The project itself only had around 10 people working on it, and most of the work was done in a windowless room that the employees started calling ‘The Chamber of Secrets’. The purpose of the project finally became clear after a month of working on it, when the military had visited the company’s office to check on the system’s development.
Then, in November of 2017, the company’s ISP, Cogent, informed Clarifai that their server was being used for attacking the Indiana University. Unfortunately, the compromised server also had the company’s code, as well as credentials of its account on Amazon Web Services. According to the ISP, it is possible that this information is compromised as well, and that the attackers seem to be located in Russia. However, Clarifai claims that none of the data, or the code itself, were not compromised during the attack.
Clarifai broke the rules
Liu claims to have heard about the attack only a day after it had happened, and was then called to a meeting by Caroline McCaffery, the company’s general counsel. McCaffery wanted Liu to help with creating the plans regarding internal messaging involving the incident, which is when Liu expressed her concerns and stated that the Pentagon should be informed. McCaffery’s answer was that it was not necessary, at least until the investigation of the incident has been concluded.
A new announcement from McCaffery came later that day, and it stated that no employee should write about the attack. Liu then decided to try and talk to her manager about informing the Pentagon and other clients of the company, which led to her termination only days later.

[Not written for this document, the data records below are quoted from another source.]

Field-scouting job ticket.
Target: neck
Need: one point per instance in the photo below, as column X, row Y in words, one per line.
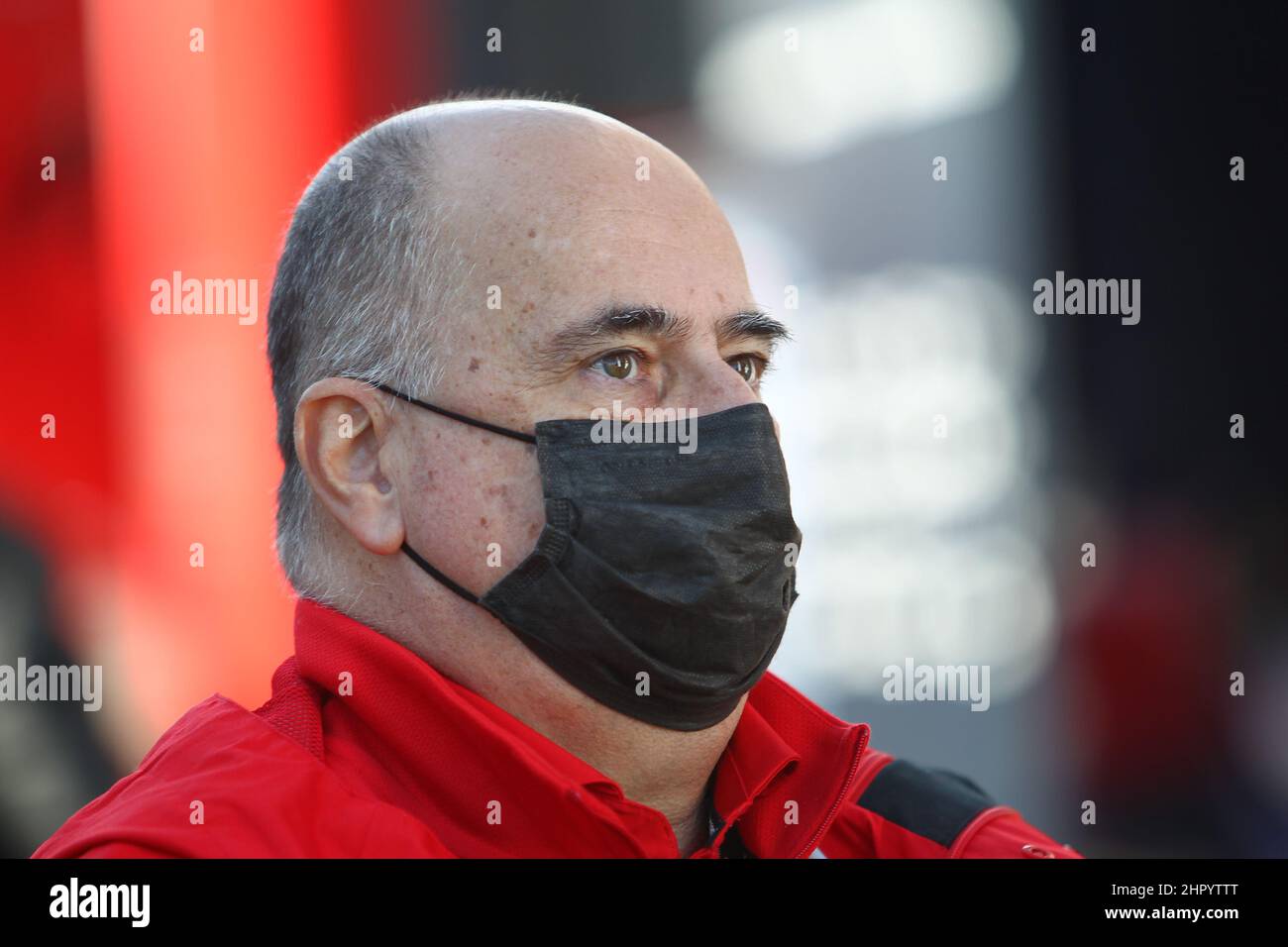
column 664, row 770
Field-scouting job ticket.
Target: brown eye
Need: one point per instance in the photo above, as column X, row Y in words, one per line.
column 747, row 367
column 618, row 365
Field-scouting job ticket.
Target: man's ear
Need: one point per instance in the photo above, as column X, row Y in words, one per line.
column 340, row 428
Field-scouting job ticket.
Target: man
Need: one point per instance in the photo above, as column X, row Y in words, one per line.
column 529, row 624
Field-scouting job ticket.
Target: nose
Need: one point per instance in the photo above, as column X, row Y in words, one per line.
column 708, row 385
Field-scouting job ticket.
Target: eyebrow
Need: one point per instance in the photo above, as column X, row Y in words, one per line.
column 613, row 321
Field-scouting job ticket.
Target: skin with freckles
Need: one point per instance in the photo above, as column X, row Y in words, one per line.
column 548, row 208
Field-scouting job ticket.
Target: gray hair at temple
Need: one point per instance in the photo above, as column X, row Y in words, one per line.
column 369, row 265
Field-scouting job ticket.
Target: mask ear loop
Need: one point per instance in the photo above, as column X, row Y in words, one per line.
column 484, row 425
column 503, row 432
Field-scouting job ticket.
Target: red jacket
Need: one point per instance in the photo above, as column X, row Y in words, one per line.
column 408, row 763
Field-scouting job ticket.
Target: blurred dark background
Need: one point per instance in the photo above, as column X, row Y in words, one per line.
column 1111, row 684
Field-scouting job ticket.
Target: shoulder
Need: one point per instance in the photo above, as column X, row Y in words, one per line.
column 905, row 809
column 222, row 783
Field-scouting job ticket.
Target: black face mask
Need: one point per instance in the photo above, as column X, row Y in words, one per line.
column 653, row 562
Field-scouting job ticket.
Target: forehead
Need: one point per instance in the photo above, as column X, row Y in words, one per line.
column 562, row 218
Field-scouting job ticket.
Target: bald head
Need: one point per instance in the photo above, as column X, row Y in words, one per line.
column 485, row 254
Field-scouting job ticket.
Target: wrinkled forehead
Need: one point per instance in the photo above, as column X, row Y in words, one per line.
column 558, row 218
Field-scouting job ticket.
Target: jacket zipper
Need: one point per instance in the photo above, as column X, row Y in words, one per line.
column 840, row 799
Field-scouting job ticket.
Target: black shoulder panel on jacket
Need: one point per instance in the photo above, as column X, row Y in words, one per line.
column 932, row 802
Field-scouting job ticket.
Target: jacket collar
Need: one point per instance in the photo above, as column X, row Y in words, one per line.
column 784, row 776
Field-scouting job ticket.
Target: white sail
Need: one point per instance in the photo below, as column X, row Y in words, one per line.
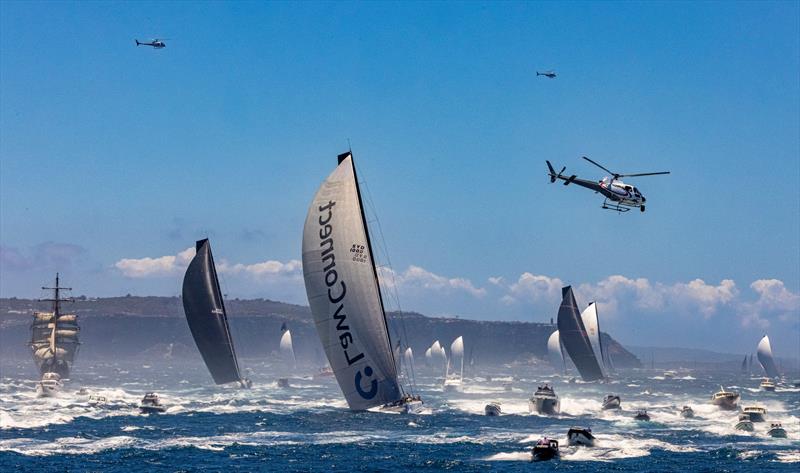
column 287, row 350
column 765, row 358
column 342, row 288
column 457, row 354
column 592, row 325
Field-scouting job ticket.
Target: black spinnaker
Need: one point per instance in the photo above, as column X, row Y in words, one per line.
column 208, row 321
column 575, row 339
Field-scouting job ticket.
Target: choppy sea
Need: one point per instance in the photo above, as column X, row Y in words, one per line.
column 308, row 427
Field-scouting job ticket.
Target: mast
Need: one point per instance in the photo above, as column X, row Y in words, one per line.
column 341, row 158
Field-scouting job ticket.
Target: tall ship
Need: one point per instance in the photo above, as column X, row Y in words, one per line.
column 345, row 296
column 207, row 318
column 54, row 335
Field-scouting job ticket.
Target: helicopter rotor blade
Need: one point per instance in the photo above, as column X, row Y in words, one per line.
column 598, row 165
column 644, row 174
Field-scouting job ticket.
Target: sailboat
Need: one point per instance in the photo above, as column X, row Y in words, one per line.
column 207, row 318
column 54, row 342
column 345, row 298
column 556, row 352
column 575, row 338
column 592, row 325
column 287, row 355
column 454, row 383
column 764, row 354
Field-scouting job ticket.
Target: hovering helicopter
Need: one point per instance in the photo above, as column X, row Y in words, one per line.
column 618, row 195
column 156, row 43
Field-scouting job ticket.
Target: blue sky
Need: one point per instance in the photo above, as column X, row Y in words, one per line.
column 114, row 159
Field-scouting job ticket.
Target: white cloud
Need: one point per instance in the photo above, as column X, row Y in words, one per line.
column 416, row 277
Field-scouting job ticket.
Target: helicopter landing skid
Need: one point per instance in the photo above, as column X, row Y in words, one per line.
column 615, row 206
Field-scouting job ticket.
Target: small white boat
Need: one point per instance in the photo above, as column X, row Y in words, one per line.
column 756, row 413
column 151, row 404
column 544, row 401
column 744, row 423
column 49, row 386
column 725, row 399
column 776, row 430
column 492, row 409
column 580, row 436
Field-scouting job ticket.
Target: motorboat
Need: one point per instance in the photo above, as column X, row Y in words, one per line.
column 49, row 385
column 725, row 399
column 580, row 436
column 151, row 404
column 744, row 423
column 612, row 401
column 545, row 449
column 492, row 409
column 408, row 404
column 544, row 401
column 776, row 430
column 756, row 413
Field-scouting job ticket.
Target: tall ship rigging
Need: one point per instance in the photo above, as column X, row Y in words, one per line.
column 54, row 335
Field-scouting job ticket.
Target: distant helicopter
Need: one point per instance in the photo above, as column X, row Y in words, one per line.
column 618, row 195
column 156, row 43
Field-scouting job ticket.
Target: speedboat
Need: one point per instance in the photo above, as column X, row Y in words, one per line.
column 776, row 430
column 744, row 423
column 151, row 404
column 492, row 409
column 544, row 401
column 49, row 385
column 545, row 449
column 406, row 405
column 580, row 436
column 612, row 401
column 725, row 399
column 756, row 413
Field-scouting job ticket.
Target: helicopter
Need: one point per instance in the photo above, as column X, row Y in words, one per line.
column 618, row 195
column 156, row 43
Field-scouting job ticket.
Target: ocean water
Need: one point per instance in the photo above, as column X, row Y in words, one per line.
column 307, row 427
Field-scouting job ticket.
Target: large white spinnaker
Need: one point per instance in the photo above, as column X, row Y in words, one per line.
column 556, row 352
column 343, row 293
column 457, row 353
column 765, row 358
column 287, row 349
column 592, row 325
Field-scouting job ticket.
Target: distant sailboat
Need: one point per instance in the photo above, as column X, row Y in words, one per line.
column 575, row 338
column 208, row 321
column 592, row 325
column 345, row 297
column 764, row 354
column 54, row 336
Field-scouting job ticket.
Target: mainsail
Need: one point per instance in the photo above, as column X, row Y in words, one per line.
column 575, row 339
column 343, row 292
column 208, row 321
column 592, row 326
column 764, row 354
column 54, row 336
column 554, row 349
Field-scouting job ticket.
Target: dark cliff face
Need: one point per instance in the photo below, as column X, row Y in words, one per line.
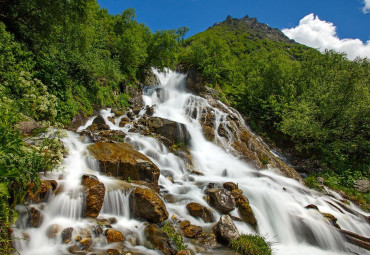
column 255, row 29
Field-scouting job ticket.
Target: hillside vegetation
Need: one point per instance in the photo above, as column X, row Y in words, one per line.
column 68, row 57
column 314, row 106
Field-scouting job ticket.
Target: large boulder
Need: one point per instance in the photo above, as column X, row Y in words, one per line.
column 114, row 236
column 159, row 240
column 245, row 211
column 146, row 204
column 225, row 230
column 198, row 210
column 195, row 82
column 221, row 199
column 98, row 124
column 123, row 161
column 43, row 193
column 174, row 133
column 94, row 195
column 192, row 231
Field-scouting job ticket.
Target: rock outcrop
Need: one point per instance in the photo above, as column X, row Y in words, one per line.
column 198, row 210
column 146, row 204
column 221, row 199
column 225, row 230
column 94, row 195
column 44, row 191
column 121, row 160
column 159, row 240
column 173, row 132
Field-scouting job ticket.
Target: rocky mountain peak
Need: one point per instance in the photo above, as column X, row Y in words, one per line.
column 254, row 28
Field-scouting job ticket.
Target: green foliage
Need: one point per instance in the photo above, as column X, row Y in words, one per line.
column 312, row 104
column 174, row 236
column 251, row 245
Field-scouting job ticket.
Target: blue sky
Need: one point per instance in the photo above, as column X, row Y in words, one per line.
column 349, row 18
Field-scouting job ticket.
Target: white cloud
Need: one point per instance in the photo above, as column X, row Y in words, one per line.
column 366, row 8
column 322, row 35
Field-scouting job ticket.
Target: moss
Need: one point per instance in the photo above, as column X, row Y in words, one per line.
column 174, row 236
column 251, row 245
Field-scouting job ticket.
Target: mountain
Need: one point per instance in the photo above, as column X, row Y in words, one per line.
column 255, row 29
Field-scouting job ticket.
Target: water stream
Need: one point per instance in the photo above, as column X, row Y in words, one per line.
column 278, row 202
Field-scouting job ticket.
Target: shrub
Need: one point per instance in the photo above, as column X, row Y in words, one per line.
column 251, row 245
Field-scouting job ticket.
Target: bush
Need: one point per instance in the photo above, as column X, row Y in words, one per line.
column 251, row 245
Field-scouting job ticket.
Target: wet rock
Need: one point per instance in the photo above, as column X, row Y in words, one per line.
column 97, row 230
column 184, row 252
column 195, row 82
column 362, row 185
column 245, row 211
column 44, row 191
column 136, row 110
column 110, row 135
column 149, row 110
column 122, row 161
column 174, row 132
column 221, row 199
column 53, row 230
column 78, row 121
column 207, row 240
column 146, row 204
column 159, row 240
column 114, row 236
column 332, row 220
column 225, row 230
column 98, row 124
column 192, row 231
column 35, row 218
column 236, row 193
column 67, row 235
column 113, row 252
column 95, row 192
column 184, row 224
column 230, row 186
column 198, row 210
column 86, row 243
column 124, row 121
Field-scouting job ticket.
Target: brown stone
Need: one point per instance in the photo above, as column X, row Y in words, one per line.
column 174, row 133
column 198, row 210
column 53, row 230
column 146, row 204
column 246, row 212
column 121, row 160
column 35, row 218
column 230, row 186
column 67, row 235
column 184, row 224
column 114, row 236
column 86, row 243
column 225, row 230
column 221, row 199
column 159, row 240
column 44, row 191
column 95, row 192
column 192, row 231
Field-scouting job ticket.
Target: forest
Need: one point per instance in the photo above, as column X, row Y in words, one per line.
column 62, row 58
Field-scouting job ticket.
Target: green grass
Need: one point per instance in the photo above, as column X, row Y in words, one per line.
column 251, row 245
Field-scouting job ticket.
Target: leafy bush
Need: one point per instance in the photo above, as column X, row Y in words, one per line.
column 174, row 236
column 251, row 245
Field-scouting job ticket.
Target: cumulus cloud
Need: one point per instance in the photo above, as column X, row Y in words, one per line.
column 366, row 8
column 322, row 35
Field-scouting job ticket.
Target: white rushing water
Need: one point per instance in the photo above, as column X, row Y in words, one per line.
column 278, row 202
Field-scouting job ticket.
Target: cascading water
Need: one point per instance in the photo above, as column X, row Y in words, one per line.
column 278, row 202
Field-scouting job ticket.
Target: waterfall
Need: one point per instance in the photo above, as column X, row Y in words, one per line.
column 278, row 202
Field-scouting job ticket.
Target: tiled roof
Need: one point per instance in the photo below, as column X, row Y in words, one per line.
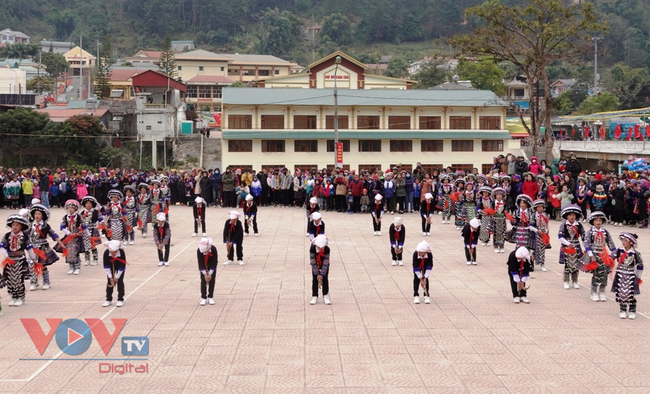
column 210, row 79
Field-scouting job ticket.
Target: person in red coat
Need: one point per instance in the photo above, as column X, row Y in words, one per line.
column 529, row 187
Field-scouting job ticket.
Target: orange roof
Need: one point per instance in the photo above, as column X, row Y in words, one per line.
column 123, row 75
column 210, row 79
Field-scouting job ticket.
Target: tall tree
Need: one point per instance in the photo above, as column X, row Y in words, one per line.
column 532, row 36
column 167, row 59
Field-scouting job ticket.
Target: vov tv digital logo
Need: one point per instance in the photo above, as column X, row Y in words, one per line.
column 74, row 336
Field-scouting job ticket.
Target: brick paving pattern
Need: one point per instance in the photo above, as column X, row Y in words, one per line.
column 262, row 336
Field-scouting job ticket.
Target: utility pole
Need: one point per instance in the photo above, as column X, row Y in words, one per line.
column 595, row 40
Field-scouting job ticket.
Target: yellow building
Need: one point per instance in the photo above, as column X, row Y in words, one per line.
column 79, row 59
column 378, row 128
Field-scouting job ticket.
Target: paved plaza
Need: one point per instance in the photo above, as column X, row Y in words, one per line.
column 262, row 336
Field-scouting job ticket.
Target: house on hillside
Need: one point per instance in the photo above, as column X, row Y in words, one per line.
column 10, row 37
column 561, row 85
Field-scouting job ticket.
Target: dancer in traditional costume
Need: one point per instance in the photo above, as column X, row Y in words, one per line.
column 15, row 268
column 597, row 240
column 485, row 209
column 426, row 213
column 45, row 256
column 570, row 234
column 206, row 255
column 130, row 206
column 250, row 215
column 422, row 266
column 114, row 266
column 627, row 278
column 518, row 273
column 319, row 260
column 377, row 211
column 92, row 219
column 233, row 237
column 397, row 236
column 162, row 237
column 73, row 227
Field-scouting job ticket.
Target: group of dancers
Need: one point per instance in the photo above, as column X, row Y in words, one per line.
column 481, row 216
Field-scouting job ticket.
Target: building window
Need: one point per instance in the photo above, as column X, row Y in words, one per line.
column 431, row 146
column 489, row 122
column 430, row 168
column 240, row 145
column 463, row 167
column 273, row 146
column 369, row 145
column 304, row 122
column 272, row 122
column 343, row 122
column 368, row 122
column 399, row 122
column 462, row 146
column 305, row 146
column 346, row 145
column 460, row 122
column 492, row 145
column 191, row 91
column 240, row 122
column 401, row 146
column 430, row 123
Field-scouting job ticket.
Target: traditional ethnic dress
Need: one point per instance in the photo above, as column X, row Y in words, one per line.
column 626, row 279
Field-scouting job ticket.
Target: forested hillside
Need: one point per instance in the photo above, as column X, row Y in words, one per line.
column 281, row 27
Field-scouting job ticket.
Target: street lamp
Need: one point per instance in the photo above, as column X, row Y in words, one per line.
column 595, row 40
column 337, row 61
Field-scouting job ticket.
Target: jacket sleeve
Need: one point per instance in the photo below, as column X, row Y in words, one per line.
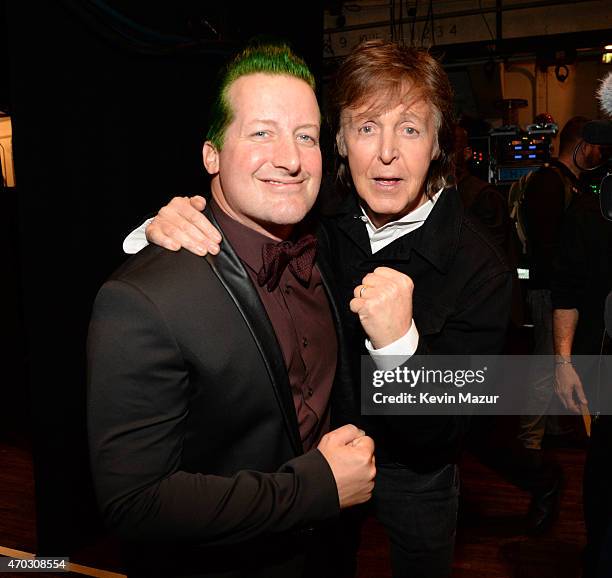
column 138, row 404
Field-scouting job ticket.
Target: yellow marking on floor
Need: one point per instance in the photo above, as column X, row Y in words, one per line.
column 72, row 567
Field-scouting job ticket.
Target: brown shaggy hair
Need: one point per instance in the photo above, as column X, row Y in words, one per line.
column 393, row 73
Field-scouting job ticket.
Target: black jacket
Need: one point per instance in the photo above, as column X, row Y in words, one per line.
column 195, row 449
column 461, row 305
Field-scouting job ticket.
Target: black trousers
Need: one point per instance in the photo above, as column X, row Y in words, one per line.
column 597, row 499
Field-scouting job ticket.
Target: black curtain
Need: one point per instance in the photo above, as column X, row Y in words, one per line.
column 109, row 104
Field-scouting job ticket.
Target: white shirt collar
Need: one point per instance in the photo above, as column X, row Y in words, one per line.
column 393, row 230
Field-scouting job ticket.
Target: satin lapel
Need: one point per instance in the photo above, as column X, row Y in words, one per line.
column 235, row 279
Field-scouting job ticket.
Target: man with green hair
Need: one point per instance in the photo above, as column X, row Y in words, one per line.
column 210, row 379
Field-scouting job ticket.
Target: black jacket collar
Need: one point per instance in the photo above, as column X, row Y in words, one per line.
column 437, row 240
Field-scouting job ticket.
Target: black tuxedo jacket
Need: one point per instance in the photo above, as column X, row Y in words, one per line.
column 195, row 449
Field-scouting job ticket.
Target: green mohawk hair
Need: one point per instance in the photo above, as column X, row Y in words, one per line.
column 266, row 59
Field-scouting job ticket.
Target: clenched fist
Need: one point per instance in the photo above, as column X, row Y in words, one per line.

After this, the company still took several more weeks before it informed the Pentagon of the incident. However, Liu claims that the Pentagon originally learned about the situation through some other means, which she decided not to elaborate. As for the reason for her termination within the company, she was informed that her work did not align with the work of the company’s sales team. She, on the other hand, believes that she was fired because she repeatedly brought up the necessity of informing the government of the incident.
In another part of her lawsuit, she claims that Clarifai broke one of the Pentagon’s biggest rules, which was the need to inform them about the breach in 72 hours from the moment of its detection. They also broke the law imposed by the military, since they terminated her for trying to reveal the breach to the military. Clarifai claims that the company did nothing wrong, and that firing Liu was a justified decision.
As for the Maven Project’s contract, it was extended earlier this year, and the company got two additional months, only because the Pentagon was impressed by the company’s technology, as well as its employees’ familiarity with the project. However, multiple employees that were working on the project already left the company by then or were transferred to another project as per their own requests.